Sample data after using filter or select from sparkly


I have a large dataframe to analyse, so I'm using sparklyr to manage it in a fast way. My goal is to take a sample of the data, but before I need to select some variables of interest and filter some values of certain columns. I tried to select and/or filter the data and then use the function sample_n but it always gives me this error:

Error in vapply(dots(...), escape_expr, character(1)) : values must be length 1, but FUN(X[[2]]) result is length 8

Below is an example of the behaviour:

library(sparklyr)
library(dplyr)

sc<-spark_connect(master='local')

data_example<-copy_to(sc,iris,'iris')

data_select<-select(data_example,Sepal_Length,Sepal_Width,Petal_Length)
data_sample<-sample_n(data_select,25)

data_sample

I don't know if I'm doing something wrong, since I started using this package a few days ago, but I could not find any solution to this problem. Any help with be appreciated!


Solution

  • It seemed a problem with the type of object returned when you select/mutate/filter the data.

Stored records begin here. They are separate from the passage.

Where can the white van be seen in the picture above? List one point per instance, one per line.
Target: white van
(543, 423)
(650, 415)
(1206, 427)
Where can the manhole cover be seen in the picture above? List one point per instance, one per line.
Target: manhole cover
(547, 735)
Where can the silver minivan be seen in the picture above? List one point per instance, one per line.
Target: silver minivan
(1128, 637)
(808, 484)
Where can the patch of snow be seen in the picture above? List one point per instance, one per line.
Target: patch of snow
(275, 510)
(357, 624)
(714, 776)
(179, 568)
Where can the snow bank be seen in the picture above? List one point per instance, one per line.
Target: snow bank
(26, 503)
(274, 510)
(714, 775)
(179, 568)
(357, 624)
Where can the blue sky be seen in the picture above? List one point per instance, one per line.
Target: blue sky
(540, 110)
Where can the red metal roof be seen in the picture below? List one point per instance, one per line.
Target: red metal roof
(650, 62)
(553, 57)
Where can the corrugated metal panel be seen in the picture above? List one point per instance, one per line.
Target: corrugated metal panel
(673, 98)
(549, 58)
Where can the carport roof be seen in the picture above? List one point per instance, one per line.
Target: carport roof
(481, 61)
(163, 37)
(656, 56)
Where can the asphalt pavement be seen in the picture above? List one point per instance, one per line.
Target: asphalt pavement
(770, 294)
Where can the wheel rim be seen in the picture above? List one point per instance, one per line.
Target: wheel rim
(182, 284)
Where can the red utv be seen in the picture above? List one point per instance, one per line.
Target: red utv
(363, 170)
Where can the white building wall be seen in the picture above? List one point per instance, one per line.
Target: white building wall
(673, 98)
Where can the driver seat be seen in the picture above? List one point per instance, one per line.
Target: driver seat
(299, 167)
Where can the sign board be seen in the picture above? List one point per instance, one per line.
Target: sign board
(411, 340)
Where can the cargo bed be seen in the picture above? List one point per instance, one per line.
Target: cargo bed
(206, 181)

So, I managed to get around the problem by sending the data to spark using the compute() command, and then sampling the data.

    library(sparklyr)
    library(dplyr)
    
    sc<-spark_connect(master='local')
    
    data_example<-copy_to(sc,iris,'iris')
    
    data_select<-data_example %>% 
      select(Sepal_Length,Sepal_Width,Petal_Length) %>% 
      compute('data_select')
    
    data_sample<-sample_n(data_select,25)
    
    data_sample
    

    Unfortunatelly, this approach takes a long time to run and consumes a lot of memory, so I expect someday I'll find a better solution.